Como fazer? Como integrar sem aceitar praticas que ferem os nossos princípios? Há quem acredite que é possível. Decerto têm razão. Mas parece-me tão difícil!
HSC
Boa reflexão, HSC! O caso de que fala e mais uns muito poucos, são excepções de um querer muito forte e tb aqui a excepção confirma fortemente a regra!
ResponderEliminarDrª Helena:
ResponderEliminarNunca me hei-de esquecer de uma brevíssima passagem do filme "Out of Africa" (África minha) aparentemente sem importância. Trata-se de um instante em que as personagens principais se cruzam e observam um grupo da tribo guerreira Massai. Estes correm com um propósito que desconhecemos, altivos e belos, mas sobretudo indiferentes aos brancos para quem ostensivamente nem olham, nem sentem qualquer tipo de curiosidade. O nosso mundo não lhes interessa e rejeitam-no. Talvez pressintam que somos uma ameaça à sua Civilização. Julgo que a cena do filme tem como objectivo, precisamente, esse significado simbólico ou metafórico.
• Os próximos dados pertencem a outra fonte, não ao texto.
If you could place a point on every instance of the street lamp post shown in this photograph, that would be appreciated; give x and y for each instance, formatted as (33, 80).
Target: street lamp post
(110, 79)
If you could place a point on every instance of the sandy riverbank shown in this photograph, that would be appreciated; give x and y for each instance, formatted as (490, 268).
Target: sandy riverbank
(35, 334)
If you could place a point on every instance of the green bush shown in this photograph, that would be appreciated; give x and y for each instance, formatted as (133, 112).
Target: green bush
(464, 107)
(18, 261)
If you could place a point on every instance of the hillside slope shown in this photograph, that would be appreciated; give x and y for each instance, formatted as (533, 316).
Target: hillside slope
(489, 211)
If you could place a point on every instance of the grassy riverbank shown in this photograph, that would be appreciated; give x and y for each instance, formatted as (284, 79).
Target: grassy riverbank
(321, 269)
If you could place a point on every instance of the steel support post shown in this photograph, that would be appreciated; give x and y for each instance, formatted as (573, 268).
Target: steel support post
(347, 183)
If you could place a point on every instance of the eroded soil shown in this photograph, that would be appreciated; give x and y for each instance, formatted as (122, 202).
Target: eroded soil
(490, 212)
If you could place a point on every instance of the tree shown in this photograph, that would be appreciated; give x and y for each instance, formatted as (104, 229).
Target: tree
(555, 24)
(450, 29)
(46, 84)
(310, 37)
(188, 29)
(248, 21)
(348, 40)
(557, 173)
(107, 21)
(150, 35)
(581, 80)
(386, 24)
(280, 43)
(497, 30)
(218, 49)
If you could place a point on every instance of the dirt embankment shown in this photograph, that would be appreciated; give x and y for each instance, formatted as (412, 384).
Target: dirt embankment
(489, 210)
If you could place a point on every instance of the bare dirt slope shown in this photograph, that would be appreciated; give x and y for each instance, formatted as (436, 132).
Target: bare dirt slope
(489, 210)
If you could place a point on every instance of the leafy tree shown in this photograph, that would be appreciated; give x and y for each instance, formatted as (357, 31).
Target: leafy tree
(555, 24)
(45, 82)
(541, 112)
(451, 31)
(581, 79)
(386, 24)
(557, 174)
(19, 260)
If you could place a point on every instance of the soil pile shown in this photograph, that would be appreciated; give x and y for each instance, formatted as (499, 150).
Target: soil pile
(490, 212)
Deixem que cada um siga o seu caminho livremente.
Se os ciganos quiserem ser assimilados/integrados devem fá-lo-ão. Mas devem ser eles a sentir essa necessidade de mudança de "moto" próprio. E julgo que acabará lentamente por acontecer, sobretudo entre os mais jovens.
Muitos cumprimentos
LT
Boa tarde,
ResponderEliminarParece-me que a questão não é forçar uma "integração", obrigar a irem contra aquilo em que acreditam.
É tão somente facilitar o acesso aos que pretendem fazê-lo. E de certeza que os há e que se deparam com inúmeras dificuldades no trajecto.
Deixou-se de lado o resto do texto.